Gabriel Attal premier ministre : une poudre de perlimpinpin arc-en-ciel

Ce mardi 9 janvier 2024, Emmanuel Macron a nommé Gabriel Attal au poste de Premier Ministre, faisant de lui le premier chef de gouvernement ouvertement gay en France. Cette décision, présentée par certain·e·s comme un progrès pour l’acceptation sociale des personnes LGBTQIA, soulève des inquiétudes majeures.

Quelques semaines avant cette nomination, le précédent gouvernement Macron s’est illustré avec la loi immigration (lire l’edito), considérée comme la loi la plus raciste de l’histoire de la Vème République, votée grâce au soutien du RN qui a revendiqué une « victoire idéologique ». Le lendemain de ce vote, Emmanuel Macron a continué d’illustrer l’ampleur de son « progressisme »  en remettant en question un documentaire du service public, montrant un acteur français accusé de viols qui sexualisait une jeune Nord-Coréenne de 12 ans. 

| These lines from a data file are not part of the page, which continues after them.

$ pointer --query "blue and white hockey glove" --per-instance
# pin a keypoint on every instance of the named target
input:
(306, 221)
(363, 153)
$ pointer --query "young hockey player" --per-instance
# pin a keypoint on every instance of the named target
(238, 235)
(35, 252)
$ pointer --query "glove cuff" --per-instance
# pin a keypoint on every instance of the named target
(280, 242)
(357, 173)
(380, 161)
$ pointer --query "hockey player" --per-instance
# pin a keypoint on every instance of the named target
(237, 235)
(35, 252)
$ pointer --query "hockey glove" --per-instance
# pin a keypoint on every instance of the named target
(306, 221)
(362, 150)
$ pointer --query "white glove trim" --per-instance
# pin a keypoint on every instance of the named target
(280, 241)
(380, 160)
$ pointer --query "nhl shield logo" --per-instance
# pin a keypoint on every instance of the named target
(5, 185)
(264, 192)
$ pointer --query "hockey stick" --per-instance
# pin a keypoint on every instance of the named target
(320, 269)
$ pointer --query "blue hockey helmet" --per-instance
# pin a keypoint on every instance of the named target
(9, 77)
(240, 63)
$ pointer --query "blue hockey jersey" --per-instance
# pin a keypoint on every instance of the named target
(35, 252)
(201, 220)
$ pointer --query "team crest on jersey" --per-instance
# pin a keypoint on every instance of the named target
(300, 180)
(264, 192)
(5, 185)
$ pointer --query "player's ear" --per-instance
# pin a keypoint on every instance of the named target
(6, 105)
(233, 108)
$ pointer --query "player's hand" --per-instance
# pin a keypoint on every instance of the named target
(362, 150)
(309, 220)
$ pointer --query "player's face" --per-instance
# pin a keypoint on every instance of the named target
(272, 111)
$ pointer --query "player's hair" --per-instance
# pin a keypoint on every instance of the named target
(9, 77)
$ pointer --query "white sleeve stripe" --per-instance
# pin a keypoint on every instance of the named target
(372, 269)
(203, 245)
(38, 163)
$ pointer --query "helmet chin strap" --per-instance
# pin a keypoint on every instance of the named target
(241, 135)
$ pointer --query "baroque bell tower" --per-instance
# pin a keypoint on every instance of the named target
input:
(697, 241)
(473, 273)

Après cette fin d’année gratinée, le Président a pris l’initiative de « grand-remplacer » la devise « liberté, égalité, fraternité », lors de son traditionnel discours de vœux. Emmanuel Macron y préconise l’adoption de nouveaux principes dits « républicains » : « libérer, protéger, unir », auxquels, selon lui, devrait s’ajouter un « réarmement civique ». Après avoir adopté un discours viriliste et belliqueux, satisfait les fantasmes de l’extrême droite et des masculinistes, démantelé nombre de droits sociaux en utilisant à profusion l’article 49.3, comment redorer son blason « progressiste » ? Suffit-il de cocher l’option « Premier ministre bourgeois, de droite mais gay » ?

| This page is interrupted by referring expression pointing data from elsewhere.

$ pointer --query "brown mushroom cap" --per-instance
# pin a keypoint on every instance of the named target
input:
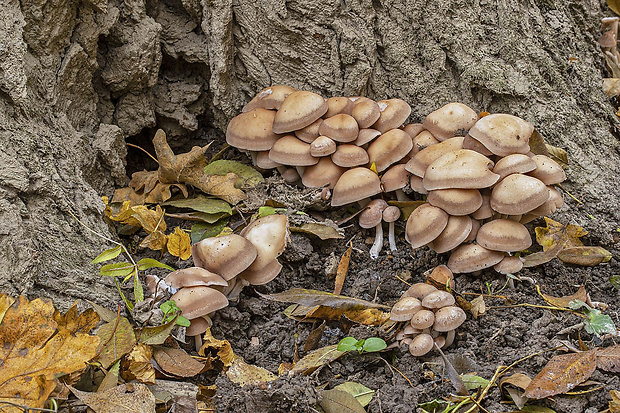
(269, 98)
(227, 255)
(421, 345)
(460, 169)
(418, 164)
(194, 277)
(425, 224)
(449, 318)
(517, 194)
(299, 110)
(456, 201)
(349, 156)
(289, 150)
(252, 130)
(447, 120)
(325, 172)
(547, 170)
(395, 178)
(366, 112)
(354, 185)
(341, 128)
(394, 112)
(503, 134)
(504, 235)
(405, 308)
(456, 231)
(473, 257)
(389, 148)
(514, 164)
(196, 302)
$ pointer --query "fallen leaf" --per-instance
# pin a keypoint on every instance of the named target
(584, 256)
(131, 397)
(177, 362)
(245, 374)
(561, 374)
(338, 401)
(189, 167)
(179, 244)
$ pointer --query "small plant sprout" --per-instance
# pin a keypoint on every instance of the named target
(369, 345)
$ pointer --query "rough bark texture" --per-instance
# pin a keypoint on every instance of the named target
(77, 78)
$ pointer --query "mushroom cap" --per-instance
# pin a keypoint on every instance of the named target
(252, 130)
(547, 170)
(438, 299)
(425, 224)
(310, 132)
(373, 214)
(418, 164)
(462, 168)
(509, 265)
(473, 257)
(421, 345)
(349, 156)
(299, 110)
(514, 164)
(337, 105)
(396, 177)
(269, 98)
(269, 235)
(325, 172)
(503, 134)
(504, 235)
(289, 150)
(196, 302)
(194, 277)
(354, 185)
(419, 291)
(227, 255)
(447, 120)
(518, 194)
(456, 231)
(341, 128)
(366, 112)
(456, 201)
(389, 148)
(405, 308)
(322, 146)
(449, 318)
(422, 319)
(394, 112)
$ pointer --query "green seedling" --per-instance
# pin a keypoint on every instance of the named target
(369, 345)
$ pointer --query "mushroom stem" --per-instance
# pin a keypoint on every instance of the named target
(391, 238)
(378, 244)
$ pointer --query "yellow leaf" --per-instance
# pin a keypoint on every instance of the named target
(179, 244)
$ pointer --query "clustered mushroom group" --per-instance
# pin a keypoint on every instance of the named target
(480, 188)
(223, 266)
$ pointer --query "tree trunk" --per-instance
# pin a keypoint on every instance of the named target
(79, 78)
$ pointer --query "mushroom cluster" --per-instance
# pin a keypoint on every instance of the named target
(480, 189)
(431, 315)
(226, 264)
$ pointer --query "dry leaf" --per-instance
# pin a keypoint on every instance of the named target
(562, 374)
(34, 352)
(131, 397)
(179, 244)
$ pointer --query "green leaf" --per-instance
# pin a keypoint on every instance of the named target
(146, 263)
(347, 344)
(119, 269)
(373, 344)
(248, 176)
(202, 203)
(108, 255)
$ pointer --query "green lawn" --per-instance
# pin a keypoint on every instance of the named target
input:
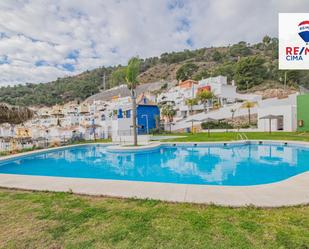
(62, 220)
(229, 136)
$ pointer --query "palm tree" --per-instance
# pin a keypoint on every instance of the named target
(191, 103)
(248, 105)
(204, 97)
(169, 112)
(132, 82)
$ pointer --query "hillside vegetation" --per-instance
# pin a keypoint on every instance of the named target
(249, 65)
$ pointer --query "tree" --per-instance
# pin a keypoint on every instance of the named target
(132, 82)
(118, 76)
(14, 114)
(186, 71)
(190, 103)
(240, 49)
(227, 69)
(266, 41)
(248, 105)
(201, 75)
(217, 56)
(250, 71)
(169, 112)
(204, 97)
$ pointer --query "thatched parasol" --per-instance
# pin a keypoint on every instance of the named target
(14, 114)
(270, 117)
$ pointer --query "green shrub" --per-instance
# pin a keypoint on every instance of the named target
(216, 125)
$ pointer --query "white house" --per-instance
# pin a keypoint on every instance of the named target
(284, 109)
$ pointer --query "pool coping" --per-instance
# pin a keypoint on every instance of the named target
(289, 192)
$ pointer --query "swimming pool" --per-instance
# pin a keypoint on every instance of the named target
(217, 164)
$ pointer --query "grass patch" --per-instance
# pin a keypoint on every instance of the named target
(62, 220)
(230, 136)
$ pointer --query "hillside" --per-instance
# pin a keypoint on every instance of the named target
(249, 65)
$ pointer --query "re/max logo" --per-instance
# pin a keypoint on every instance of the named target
(296, 53)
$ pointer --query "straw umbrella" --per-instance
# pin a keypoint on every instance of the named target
(208, 120)
(192, 120)
(270, 117)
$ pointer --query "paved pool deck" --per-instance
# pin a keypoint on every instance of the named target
(292, 191)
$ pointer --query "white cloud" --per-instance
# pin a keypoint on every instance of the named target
(41, 40)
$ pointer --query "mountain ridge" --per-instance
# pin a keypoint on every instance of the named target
(248, 64)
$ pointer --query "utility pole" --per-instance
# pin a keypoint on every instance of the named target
(104, 81)
(285, 76)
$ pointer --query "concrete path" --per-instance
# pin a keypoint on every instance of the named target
(293, 191)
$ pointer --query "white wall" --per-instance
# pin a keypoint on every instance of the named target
(287, 111)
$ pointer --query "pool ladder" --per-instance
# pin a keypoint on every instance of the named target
(242, 136)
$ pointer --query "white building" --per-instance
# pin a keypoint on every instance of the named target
(286, 111)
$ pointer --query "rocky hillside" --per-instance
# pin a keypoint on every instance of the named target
(252, 66)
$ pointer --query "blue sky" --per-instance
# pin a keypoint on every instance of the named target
(41, 40)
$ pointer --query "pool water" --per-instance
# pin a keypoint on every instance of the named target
(232, 165)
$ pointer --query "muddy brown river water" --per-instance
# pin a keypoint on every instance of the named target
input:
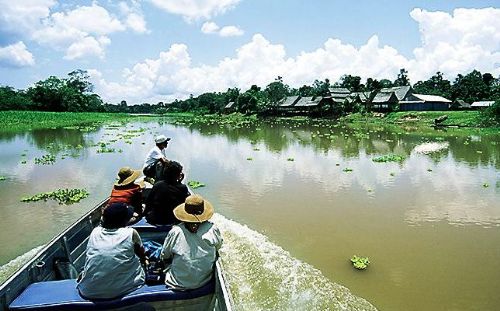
(297, 200)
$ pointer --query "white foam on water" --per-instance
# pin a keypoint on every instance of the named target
(263, 276)
(12, 266)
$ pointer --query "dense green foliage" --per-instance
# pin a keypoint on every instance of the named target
(74, 94)
(62, 196)
(27, 120)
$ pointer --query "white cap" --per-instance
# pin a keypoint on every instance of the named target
(161, 139)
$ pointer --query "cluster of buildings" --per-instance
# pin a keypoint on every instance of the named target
(401, 98)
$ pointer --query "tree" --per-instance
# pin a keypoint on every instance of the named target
(470, 87)
(436, 85)
(353, 83)
(276, 91)
(402, 79)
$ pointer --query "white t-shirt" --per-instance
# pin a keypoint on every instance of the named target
(154, 155)
(193, 255)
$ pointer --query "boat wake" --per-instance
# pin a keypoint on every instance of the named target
(263, 276)
(12, 266)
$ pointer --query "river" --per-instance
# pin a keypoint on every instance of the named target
(295, 200)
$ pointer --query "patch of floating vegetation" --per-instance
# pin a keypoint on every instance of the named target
(62, 196)
(46, 159)
(389, 158)
(195, 184)
(360, 263)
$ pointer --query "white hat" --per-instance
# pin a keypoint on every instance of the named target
(161, 139)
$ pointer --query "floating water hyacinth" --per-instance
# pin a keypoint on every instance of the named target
(360, 263)
(195, 184)
(62, 196)
(389, 158)
(47, 159)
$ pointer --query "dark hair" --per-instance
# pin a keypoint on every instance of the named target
(171, 171)
(116, 215)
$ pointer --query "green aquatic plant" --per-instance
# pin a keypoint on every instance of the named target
(195, 184)
(62, 196)
(360, 263)
(389, 158)
(46, 159)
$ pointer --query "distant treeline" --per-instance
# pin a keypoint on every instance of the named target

Malgré l’apparente avancée que pourrait représenter la nomination d’un Premier ministre ouvertement gay, et ce, une décennie seulement après la déferlante homophobe de la Manif pour Tous, il est crucial de ne pas tomber dans ce panneau sur lequel le terme « progrès » semble avoir été inscrit à la hâte. Les politiques macronistes sont axées sur des mesures néo-libérales, et accompagnées d’une connivence grandissante avec l’extrême droite. Elles affectent directement et plus durement toutes les minorités, y compris la communauté LGBTQIA. Les positions de Gabriel Attal en tant que ministre de l’Education Nationale dévoilent un projet politique réactionnaire : il prône l’uniforme obligatoire à l’école et cherche à exercer un contrôle sur le corps des élèves assignées musulmanes en imposant la chasse à l’abaya, tout en favorisant le français et les mathématiques au détriment des sciences sociales. Il est déplorable qu’un premier ministre, capable de porter une voix inédite sur le harcèlement homophobe qu’il a vécu au cours de sa scolarité, mette en place une politique aggravant le harcèlement scolaire vécu par les personnes racisées et LGBTQIA, notamment en durcissant les normes de ce qui peut être qualifié de « corps républicain ». 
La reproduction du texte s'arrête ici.